Kendra Frost writes about the rebellious approach to uniformity that she adores about the work of Bernd & Hilla Becher and Lewis Baltz.

I can remember thinking: these images have a sound attached to them, a rhythmical beat; they look like techno…

I discovered the work of photographic artists Bernd & Hilla Becher and Lewis Baltz when I was studying my degree in photography at LCC, UAL. I had gradually moved into still life photography as my main practice and was investigating the concept of making a series of images when a wonderful tutor of mine, Beverley Carruthers, recommended I look into the Düsseldorf School of Photography and research the New Topographics movement. As a side-line, through some digging, I’d discovered that Beverley had shot a number of incredible album covers for various 4AD artists under Vaughan Oliver and Nigel Grierson’s 23 Envelope.
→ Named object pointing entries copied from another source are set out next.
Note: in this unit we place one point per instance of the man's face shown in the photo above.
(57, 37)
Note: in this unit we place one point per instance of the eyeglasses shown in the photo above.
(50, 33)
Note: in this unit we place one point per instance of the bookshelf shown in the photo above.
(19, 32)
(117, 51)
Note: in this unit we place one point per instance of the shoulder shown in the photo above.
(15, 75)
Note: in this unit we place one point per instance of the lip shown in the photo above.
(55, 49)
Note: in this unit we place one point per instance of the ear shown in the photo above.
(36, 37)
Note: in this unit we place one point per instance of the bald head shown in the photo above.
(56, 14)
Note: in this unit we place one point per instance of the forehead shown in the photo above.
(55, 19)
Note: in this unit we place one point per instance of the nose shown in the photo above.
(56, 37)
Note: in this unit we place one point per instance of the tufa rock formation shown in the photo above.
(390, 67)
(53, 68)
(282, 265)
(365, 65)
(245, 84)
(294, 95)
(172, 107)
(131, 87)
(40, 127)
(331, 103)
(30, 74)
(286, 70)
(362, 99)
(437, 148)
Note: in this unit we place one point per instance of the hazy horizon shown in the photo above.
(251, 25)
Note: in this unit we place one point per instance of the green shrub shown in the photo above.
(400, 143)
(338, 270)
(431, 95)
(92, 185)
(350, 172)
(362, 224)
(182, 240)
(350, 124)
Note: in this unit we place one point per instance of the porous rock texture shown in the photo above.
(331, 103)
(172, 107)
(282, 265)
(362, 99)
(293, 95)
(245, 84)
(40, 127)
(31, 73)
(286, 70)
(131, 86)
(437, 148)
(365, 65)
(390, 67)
Although I never let on to her that I knew this – I was trying to play it cool – this was another reason why I paid extra close attention to her expert advice. Her work combined both of my passions, music and photography.

I dutifully hit the university library, a treasure trove for budding photographic voyeurs like myself, and set to work. I picked out Typologies by Bernd & Hilla Becher and The New Industrial Parks near Irvine, California by Lewis Baltz. It was love at first sight. What I saw, in addition to a feast for the eyes, was sound.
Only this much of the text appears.